Russian embassy in Mozambique confirmed that on May 18, Surikov’s body was still in Maputo.

In a Portuguese language post on its Facebook page, the embassy said it held a "farewell ceremony” for ambassador Surikov on May 18, before “the transfer of his body to homeland.”

Surikov is the latest in a long list of Russian diplomats who have died under murky circumstances.

The Diplomatic Courier reported in March 2023, that at least nine senior Russian diplomats died of “sudden Russian death syndrome” between January 2016 and October 2021, including the ambassadors to India, Sudan, and the United Nations.

The Russian foreign ministry said some of those diplomats died of "heart attacks" or "brief illnesses," but in most cases, Moscow never announced the cause of the death.

The foreign ministry’s record of deaths from “heart attack” include, for example, the November 2016 case of Sergei Krivov, a 63-year-old security officer at the Russian consulate in New York City’s Upper East Side.

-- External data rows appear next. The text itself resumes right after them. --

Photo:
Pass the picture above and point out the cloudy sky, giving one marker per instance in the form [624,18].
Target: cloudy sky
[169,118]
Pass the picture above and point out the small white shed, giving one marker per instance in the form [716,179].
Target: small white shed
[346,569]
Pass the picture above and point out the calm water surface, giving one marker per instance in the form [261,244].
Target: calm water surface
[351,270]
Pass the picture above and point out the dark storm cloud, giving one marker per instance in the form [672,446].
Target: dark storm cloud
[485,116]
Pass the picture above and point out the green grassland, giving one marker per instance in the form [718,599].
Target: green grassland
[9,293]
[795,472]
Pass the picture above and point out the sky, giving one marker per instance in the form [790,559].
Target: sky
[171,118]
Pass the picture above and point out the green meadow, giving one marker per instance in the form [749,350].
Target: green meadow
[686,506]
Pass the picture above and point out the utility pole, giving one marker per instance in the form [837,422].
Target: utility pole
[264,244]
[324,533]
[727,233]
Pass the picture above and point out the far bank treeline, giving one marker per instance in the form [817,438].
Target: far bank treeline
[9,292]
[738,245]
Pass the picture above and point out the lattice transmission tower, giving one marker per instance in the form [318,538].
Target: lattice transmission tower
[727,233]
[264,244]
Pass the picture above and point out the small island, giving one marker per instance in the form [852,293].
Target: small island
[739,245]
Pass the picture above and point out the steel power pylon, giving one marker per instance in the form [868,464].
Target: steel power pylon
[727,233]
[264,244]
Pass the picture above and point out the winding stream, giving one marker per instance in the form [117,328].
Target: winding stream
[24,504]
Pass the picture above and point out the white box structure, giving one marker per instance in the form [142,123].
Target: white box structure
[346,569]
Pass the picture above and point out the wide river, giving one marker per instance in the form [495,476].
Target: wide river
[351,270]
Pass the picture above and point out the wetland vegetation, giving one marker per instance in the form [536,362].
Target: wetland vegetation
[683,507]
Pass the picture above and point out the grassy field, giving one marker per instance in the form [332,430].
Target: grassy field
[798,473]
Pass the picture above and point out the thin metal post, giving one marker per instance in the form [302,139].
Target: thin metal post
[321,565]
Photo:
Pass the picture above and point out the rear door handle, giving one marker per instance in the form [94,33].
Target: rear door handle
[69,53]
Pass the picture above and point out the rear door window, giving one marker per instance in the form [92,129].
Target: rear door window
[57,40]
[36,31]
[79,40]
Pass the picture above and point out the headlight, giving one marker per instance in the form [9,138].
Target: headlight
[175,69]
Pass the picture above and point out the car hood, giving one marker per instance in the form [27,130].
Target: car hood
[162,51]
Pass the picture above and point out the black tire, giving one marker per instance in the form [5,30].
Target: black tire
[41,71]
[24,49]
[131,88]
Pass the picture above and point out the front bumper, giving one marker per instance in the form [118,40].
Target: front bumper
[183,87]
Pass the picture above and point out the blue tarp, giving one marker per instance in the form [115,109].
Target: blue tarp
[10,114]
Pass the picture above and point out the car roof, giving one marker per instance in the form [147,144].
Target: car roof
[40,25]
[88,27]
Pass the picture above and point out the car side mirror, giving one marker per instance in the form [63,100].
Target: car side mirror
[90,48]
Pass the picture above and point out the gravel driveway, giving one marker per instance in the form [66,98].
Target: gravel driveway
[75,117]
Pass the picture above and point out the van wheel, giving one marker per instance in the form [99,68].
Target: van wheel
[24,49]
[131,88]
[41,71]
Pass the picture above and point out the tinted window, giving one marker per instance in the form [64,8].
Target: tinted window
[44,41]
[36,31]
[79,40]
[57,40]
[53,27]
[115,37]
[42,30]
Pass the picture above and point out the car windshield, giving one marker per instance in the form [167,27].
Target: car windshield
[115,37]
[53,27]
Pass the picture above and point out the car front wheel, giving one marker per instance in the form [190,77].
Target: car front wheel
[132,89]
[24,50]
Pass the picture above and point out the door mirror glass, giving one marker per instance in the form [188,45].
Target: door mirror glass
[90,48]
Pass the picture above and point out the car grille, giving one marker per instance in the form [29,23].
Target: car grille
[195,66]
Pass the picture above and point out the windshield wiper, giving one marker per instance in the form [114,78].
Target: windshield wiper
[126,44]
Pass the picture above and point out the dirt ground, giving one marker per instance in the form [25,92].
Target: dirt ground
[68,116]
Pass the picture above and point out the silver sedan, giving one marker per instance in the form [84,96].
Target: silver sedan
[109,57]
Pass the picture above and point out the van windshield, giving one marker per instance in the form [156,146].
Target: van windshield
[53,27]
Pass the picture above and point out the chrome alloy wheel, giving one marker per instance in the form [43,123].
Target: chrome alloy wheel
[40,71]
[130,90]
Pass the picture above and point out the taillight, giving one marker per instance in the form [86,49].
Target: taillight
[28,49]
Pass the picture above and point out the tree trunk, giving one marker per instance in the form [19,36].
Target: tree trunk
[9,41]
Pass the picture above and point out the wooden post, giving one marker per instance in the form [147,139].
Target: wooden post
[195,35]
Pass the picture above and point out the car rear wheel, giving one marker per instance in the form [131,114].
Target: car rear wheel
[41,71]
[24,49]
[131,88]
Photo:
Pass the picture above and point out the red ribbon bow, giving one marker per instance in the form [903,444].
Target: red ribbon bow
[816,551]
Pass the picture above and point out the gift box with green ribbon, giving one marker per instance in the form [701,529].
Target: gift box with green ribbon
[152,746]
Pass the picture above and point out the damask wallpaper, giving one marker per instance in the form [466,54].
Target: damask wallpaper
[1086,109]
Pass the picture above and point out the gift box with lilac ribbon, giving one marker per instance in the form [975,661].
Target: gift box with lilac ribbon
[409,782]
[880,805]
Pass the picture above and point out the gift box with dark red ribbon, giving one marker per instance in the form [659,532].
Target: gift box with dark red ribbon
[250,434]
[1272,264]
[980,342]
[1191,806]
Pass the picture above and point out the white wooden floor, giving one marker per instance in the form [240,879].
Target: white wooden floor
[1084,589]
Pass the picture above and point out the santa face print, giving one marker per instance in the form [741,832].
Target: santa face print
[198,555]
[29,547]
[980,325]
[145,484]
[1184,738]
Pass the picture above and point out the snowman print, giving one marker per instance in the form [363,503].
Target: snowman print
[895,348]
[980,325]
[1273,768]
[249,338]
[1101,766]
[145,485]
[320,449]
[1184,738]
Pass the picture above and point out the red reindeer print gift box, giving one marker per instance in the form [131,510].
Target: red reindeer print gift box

The police found Krivov’s body on the consulate’s floor, unresponsive and with a “blunt force trauma” to his head. Witnesses testified the man fell from the consulate’s roof.

Russia maintained the cause of Krivov’s death was a heart attack, but the NYC medical examiner found no evidence to confirm the man had a heart attack.

Though not a diplomat, Putin’s former senior adviser, Mikhail Lesin, the founder of the Kremlin’s propaganda arm RT, who died in November 2015, in Washington, DC, also had "blunt force injuries to his head, with contributing causes being blunt force injuries of the neck, torso, upper extremities and lower extremities."

A more recent example is the October 2021 death of Kirill Zhalo, a 35-year-old Russian diplomat in Germany.

Zhalo was found dead on the pavement outside the Russian embassy in Berlin, the German capital, presumably fallen out of the upper floor window.

As in the case of Surikov, the Russian embassy refused the autopsy of Zhalo’s body.

Russian media cited the foreign ministry sources initially reporting the cause of death was a heart attack. But the Russian embassy in Berlin said the diplomat died in a "tragic accident."

Exiled Russian journalist Roman Dobrokhotov alleged Zhalo was an undercover secret agent posing as a diplomat and that the FSB executed him on suspicion that he was cooperating with German intelligence.